É uma história real e aconteceu exatamente assim, diante da porta do cine UOL Lumière  no Itaim,  que já é conhecido como uma das piores projeções digitais de São Paulo. Já fui vítima disso em ao menos duas ocasiões e apesar do público reclamar, a projeção prossegue escura (quando o digital devia ter justamente mais brilho e definição de imagem).

Semana passada, quem estava assistindo o filme numa sessão vespertina, eram duas amigas, duas senhoras elegantes e educadas, que tentaram pedir providências. Em vão, já que obviamente os funcionários só dão desculpas vazias e amarelas. O filme era o interessante, Amantes, que por sua vez já é bastante escuro. De qualquer forma, a situação só piorou quando no meio do filme, o projeto estragou de vez. Veio um gerente dizer que nada podia fazer.
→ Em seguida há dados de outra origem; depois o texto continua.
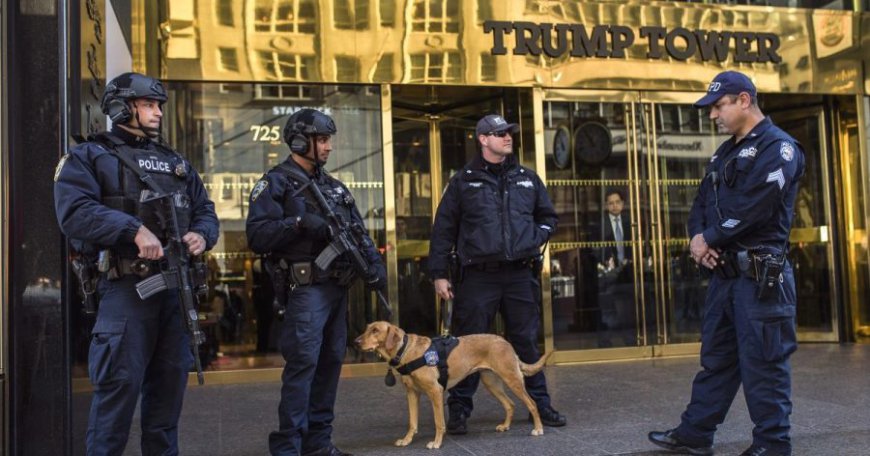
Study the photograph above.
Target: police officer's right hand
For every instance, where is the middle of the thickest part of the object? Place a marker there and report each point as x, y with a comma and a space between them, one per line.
296, 206
443, 289
150, 247
316, 226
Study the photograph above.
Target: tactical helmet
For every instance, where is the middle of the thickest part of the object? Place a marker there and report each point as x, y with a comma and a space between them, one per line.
303, 124
126, 87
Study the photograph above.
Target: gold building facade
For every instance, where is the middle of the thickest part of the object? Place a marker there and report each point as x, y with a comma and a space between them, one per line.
603, 93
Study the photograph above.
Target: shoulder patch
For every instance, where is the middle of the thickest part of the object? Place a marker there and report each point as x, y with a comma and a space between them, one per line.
261, 185
749, 152
786, 151
59, 166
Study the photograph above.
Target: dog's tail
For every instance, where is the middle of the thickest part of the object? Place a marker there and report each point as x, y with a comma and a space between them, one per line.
532, 369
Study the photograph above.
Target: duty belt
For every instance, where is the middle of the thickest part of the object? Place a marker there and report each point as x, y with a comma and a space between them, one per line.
496, 266
733, 264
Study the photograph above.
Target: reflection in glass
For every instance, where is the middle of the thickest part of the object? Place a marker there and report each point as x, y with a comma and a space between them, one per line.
592, 264
685, 140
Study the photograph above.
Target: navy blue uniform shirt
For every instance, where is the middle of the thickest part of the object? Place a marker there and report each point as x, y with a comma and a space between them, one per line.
757, 187
486, 216
274, 223
90, 171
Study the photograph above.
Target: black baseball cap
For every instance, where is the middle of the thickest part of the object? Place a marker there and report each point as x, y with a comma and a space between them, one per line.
726, 83
494, 123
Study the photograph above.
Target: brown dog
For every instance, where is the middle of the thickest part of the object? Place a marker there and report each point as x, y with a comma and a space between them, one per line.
489, 354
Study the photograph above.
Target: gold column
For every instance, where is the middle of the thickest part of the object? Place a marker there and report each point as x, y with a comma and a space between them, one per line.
390, 199
541, 167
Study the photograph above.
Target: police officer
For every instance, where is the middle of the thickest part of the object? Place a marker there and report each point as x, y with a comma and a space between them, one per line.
495, 215
137, 346
739, 227
286, 222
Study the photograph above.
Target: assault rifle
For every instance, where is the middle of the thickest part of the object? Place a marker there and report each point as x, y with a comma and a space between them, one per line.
180, 273
347, 238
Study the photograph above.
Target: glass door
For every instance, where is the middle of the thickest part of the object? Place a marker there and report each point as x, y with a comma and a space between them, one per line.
599, 282
677, 141
623, 170
812, 250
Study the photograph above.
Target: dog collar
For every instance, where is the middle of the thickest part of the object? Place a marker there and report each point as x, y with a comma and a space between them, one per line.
397, 359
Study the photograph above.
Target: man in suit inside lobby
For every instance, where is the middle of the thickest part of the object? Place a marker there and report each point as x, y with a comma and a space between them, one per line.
616, 232
615, 286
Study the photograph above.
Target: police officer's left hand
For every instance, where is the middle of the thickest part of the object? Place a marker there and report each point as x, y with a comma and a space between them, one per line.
377, 281
195, 242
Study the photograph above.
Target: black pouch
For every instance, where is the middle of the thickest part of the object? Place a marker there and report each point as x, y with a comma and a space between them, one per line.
726, 266
769, 276
302, 273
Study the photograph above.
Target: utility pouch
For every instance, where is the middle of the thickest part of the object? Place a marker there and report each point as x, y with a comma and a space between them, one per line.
726, 266
87, 273
770, 275
302, 273
454, 269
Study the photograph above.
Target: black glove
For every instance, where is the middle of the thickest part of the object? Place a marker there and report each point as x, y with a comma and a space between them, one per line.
316, 227
377, 281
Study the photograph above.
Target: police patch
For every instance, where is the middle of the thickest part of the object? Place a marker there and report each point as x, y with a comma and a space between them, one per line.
786, 151
748, 152
261, 185
60, 166
431, 358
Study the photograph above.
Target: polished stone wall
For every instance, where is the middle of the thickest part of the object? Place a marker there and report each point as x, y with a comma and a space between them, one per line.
38, 367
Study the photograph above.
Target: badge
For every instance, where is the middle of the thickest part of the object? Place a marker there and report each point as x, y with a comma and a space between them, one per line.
431, 358
60, 166
748, 152
786, 151
261, 185
181, 170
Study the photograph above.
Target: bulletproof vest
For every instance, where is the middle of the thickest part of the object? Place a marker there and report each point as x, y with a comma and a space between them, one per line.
168, 170
337, 196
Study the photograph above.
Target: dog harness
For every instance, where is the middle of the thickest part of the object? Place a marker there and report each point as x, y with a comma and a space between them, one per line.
436, 356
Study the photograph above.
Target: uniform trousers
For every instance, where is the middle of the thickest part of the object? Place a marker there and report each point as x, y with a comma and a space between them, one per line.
313, 342
137, 347
745, 341
513, 293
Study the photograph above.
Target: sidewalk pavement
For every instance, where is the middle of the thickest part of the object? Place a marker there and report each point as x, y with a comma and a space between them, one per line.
610, 408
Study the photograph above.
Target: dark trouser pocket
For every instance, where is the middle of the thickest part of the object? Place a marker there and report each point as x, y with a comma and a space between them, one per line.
105, 357
778, 339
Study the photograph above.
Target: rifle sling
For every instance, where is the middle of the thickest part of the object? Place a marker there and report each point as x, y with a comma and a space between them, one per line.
129, 163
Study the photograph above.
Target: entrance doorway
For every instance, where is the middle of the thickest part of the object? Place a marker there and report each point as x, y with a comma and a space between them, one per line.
623, 169
434, 137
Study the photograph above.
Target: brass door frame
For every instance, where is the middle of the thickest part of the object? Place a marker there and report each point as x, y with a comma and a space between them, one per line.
631, 100
646, 102
819, 114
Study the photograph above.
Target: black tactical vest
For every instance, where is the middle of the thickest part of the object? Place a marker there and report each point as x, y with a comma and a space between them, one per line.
167, 169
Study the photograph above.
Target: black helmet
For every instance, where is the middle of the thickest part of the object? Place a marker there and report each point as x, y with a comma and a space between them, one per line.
126, 87
303, 124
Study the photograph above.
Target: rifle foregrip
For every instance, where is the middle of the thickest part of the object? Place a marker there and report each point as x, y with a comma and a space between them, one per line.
151, 286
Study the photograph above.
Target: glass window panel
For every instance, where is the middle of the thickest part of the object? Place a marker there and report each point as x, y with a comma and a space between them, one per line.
342, 14
387, 10
346, 68
229, 60
237, 137
225, 12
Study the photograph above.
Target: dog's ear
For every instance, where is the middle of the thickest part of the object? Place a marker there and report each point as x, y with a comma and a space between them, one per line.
392, 339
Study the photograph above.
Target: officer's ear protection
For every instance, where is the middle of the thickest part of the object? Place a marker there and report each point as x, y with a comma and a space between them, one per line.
299, 141
116, 108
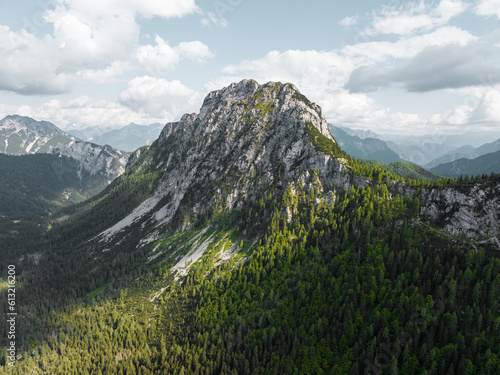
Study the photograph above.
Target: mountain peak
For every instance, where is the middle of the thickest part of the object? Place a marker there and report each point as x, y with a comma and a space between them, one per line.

Que tinham que esperar o socorro chegar.

Sem ter condição de ver o fim do filme, as duas senhoras se retiraram justamente quando começaram a chegar as pessoas para a próxima sessão. Uma delas, a figura mais conhecida, não teve dúvida. Dirigiu-se às pessoas e contou o que sucedia, desencorajando as pessoas a entrarem. Que logicamente a entenderam. Com toda sua autoridade de quem já foi Odete Roitman.
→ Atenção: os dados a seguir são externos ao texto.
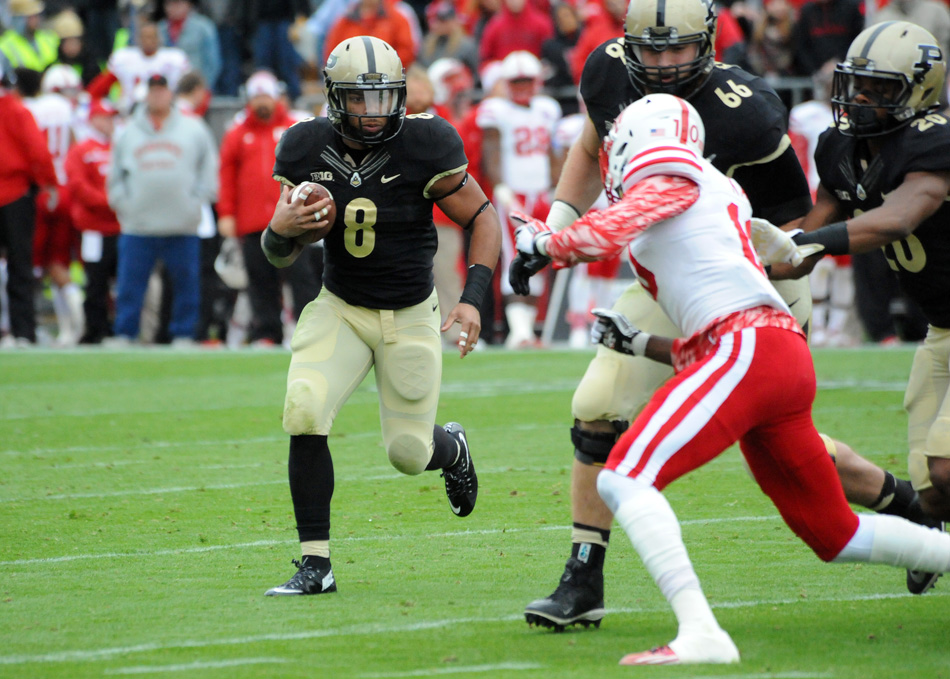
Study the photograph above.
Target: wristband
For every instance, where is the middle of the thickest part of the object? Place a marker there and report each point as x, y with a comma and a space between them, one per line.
561, 215
638, 345
277, 245
833, 237
476, 285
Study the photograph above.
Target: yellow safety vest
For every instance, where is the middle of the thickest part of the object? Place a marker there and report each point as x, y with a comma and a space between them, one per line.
21, 52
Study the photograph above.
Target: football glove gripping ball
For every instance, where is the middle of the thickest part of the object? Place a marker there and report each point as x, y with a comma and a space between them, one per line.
775, 246
522, 268
614, 331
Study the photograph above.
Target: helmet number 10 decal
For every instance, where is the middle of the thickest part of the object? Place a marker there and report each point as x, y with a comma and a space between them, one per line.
360, 218
734, 98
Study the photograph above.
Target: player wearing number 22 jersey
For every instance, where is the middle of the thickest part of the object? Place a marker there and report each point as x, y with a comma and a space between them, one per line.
379, 253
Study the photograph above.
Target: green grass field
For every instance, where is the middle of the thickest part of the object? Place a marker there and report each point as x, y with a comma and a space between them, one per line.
144, 510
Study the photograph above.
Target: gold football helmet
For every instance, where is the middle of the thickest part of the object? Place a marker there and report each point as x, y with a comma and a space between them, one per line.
661, 24
896, 67
365, 84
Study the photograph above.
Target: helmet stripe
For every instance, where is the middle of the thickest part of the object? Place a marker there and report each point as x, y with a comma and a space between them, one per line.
684, 126
661, 13
873, 37
370, 55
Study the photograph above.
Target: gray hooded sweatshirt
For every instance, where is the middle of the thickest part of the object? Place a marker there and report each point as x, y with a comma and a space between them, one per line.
159, 179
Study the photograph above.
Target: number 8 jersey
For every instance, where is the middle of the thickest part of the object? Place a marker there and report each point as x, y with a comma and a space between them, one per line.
380, 250
922, 259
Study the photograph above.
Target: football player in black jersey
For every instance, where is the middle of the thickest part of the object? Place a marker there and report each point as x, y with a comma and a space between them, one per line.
668, 47
885, 172
378, 307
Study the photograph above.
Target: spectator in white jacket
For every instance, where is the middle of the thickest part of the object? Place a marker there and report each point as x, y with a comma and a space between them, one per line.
164, 167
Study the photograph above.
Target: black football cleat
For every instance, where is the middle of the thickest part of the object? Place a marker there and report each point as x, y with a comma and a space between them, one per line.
307, 580
919, 582
578, 599
461, 483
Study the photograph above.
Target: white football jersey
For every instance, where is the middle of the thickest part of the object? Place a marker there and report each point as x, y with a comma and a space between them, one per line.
526, 135
56, 118
699, 265
131, 66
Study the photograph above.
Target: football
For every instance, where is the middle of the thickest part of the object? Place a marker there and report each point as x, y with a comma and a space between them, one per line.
318, 191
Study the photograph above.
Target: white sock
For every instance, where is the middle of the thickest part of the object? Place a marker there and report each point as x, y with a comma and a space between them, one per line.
891, 540
648, 520
520, 318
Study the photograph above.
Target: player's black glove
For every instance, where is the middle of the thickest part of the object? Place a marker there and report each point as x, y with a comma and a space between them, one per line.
522, 269
614, 331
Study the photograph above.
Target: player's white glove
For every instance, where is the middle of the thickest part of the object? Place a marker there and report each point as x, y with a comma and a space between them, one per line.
614, 331
531, 236
503, 196
775, 246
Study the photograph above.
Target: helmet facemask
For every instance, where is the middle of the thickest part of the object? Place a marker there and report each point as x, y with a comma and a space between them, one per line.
366, 91
354, 108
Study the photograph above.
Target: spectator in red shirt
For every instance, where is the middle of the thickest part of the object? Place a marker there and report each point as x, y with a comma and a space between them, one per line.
26, 162
87, 166
518, 25
246, 203
380, 19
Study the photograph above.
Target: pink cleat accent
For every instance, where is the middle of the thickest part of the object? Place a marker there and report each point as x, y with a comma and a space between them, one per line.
664, 655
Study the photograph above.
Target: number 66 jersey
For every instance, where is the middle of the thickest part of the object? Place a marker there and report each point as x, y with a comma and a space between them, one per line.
860, 183
746, 129
379, 252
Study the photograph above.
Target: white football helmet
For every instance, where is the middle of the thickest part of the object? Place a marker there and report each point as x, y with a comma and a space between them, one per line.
371, 67
521, 66
62, 79
656, 120
895, 66
661, 24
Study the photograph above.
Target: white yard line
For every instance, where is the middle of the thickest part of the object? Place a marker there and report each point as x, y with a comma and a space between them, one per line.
460, 669
199, 665
386, 537
92, 655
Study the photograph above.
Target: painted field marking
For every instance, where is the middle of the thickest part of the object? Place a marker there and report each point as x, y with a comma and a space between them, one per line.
199, 665
387, 537
461, 669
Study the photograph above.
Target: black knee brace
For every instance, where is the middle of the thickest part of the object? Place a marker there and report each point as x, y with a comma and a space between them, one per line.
593, 447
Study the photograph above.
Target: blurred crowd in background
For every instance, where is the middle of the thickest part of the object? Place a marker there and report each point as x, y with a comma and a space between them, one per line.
224, 78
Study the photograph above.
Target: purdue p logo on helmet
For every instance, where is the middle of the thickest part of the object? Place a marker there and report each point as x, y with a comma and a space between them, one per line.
368, 69
892, 73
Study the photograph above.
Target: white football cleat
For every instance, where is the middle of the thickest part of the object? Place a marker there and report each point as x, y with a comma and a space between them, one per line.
715, 648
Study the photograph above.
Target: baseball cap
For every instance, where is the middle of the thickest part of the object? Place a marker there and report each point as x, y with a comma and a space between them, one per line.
262, 83
101, 107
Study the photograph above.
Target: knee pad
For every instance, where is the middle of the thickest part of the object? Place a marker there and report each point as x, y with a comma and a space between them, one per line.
411, 371
302, 408
593, 447
409, 454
A frequentadora do cinema era Beatriz Segall. Que fez muito bem. Se mais pessoas reclamassem e tomassem atitudes, muitas coisas erradas e não só em salas de cinema, já teriam sido corrigidas. O que fazer por exemplo com as pessoas que não param de falar e dar palpites na sala de cinema, em particular em filmes de terror, quando não há lanterninhas ou funcionários para impor respeito?